Une équipe au complet, déjà… Ce serait plutôt cool. Quand Kawhi [Leonard] est revenu, Norman [Powell] a eu des problèmes au genou quelques semaines après, donc on n’a pas forcément eu le groupe au complet très longtemps. Mais on se maintient bien, on tient l’équilibre et on décroche de grosses victoires, même s’il y a aussi eu des défaites rageantes et décevantes. Mais on a réussi à tenir le coup, en espérant que Ben [Simmons] et Norman reviennent vite, ce qui devrait être le cas je pense, histoire de pouvoir construire le groupe et partir sur une série de victoires.
Beaucoup de personnes doutaient des Clippers en début de saison. Les spécialistes vous annonçaient même à 36 victoires, mais vous venez déjà de les atteindre, alors qu’il vous reste encore 16 matchs à jouer. Compreniez-vous les doutes qui vous entouraient ?

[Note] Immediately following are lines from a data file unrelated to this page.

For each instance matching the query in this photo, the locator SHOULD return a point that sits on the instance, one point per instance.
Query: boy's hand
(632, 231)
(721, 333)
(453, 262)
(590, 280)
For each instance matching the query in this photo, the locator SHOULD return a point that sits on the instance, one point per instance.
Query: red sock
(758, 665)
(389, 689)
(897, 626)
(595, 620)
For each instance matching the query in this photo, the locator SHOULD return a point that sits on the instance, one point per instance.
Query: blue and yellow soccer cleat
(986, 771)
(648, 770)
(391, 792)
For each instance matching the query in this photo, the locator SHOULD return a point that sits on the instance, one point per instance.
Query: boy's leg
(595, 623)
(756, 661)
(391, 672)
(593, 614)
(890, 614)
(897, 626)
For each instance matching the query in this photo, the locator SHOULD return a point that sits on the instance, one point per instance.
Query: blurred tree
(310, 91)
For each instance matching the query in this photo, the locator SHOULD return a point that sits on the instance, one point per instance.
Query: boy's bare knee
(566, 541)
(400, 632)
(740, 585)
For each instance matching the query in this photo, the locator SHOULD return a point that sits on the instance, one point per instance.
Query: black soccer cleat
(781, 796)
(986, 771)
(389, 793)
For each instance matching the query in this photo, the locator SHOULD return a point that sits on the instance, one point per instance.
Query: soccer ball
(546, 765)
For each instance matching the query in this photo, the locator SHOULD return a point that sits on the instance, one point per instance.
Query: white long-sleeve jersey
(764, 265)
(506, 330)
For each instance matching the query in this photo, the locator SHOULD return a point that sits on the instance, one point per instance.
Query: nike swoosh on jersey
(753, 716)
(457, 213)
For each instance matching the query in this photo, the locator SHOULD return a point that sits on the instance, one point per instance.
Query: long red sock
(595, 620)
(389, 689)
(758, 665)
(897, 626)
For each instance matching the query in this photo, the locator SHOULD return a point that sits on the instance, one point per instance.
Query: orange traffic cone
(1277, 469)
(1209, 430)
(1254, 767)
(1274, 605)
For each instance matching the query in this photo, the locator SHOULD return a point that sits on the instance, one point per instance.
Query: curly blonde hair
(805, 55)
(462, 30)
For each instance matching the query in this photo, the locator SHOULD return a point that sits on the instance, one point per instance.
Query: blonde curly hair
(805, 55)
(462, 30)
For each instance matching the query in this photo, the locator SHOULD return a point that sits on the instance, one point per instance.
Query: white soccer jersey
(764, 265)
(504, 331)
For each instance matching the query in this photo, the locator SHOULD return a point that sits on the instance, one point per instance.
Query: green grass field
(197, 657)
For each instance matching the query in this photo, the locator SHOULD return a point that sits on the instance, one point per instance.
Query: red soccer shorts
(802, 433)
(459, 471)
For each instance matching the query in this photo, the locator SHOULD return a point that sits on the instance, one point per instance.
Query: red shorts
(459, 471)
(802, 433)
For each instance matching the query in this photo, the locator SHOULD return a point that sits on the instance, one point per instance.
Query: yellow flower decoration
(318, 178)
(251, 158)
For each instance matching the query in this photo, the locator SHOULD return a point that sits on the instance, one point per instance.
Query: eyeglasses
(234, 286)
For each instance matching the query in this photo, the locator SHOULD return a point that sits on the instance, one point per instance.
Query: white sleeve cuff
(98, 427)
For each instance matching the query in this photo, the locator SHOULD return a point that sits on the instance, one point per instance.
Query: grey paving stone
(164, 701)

Oui et non parce que, de l’extérieur, quand tu perds Paul George… Vu l’impact qu’il avait chez nous, si tu veux le remplacer, c’est par un autre joueur Top 5 à son poste. Il y a deux ans, il était encore Top 15/20 en NBA, donc on n’a pas remplacé joueur par joueur, mais l’équipe a été bien construite malgré tout. Il y a beaucoup d’individualités qui ont été rajoutées : moi, [Kris Dunn], Derrick [Jones Jr]… [Il y a aussi] les montées en puissance de [Ivica] Zubac, [Norman] Powell, [Amir] Coffey… Puis il y a un « training camp » complet avec James Harden, car il n’avait pas pu le faire la saison dernière. Donc ce sont plein de petites choses qui ont été ajoutées pour créer un bon groupe et faire la saison qu’on fait.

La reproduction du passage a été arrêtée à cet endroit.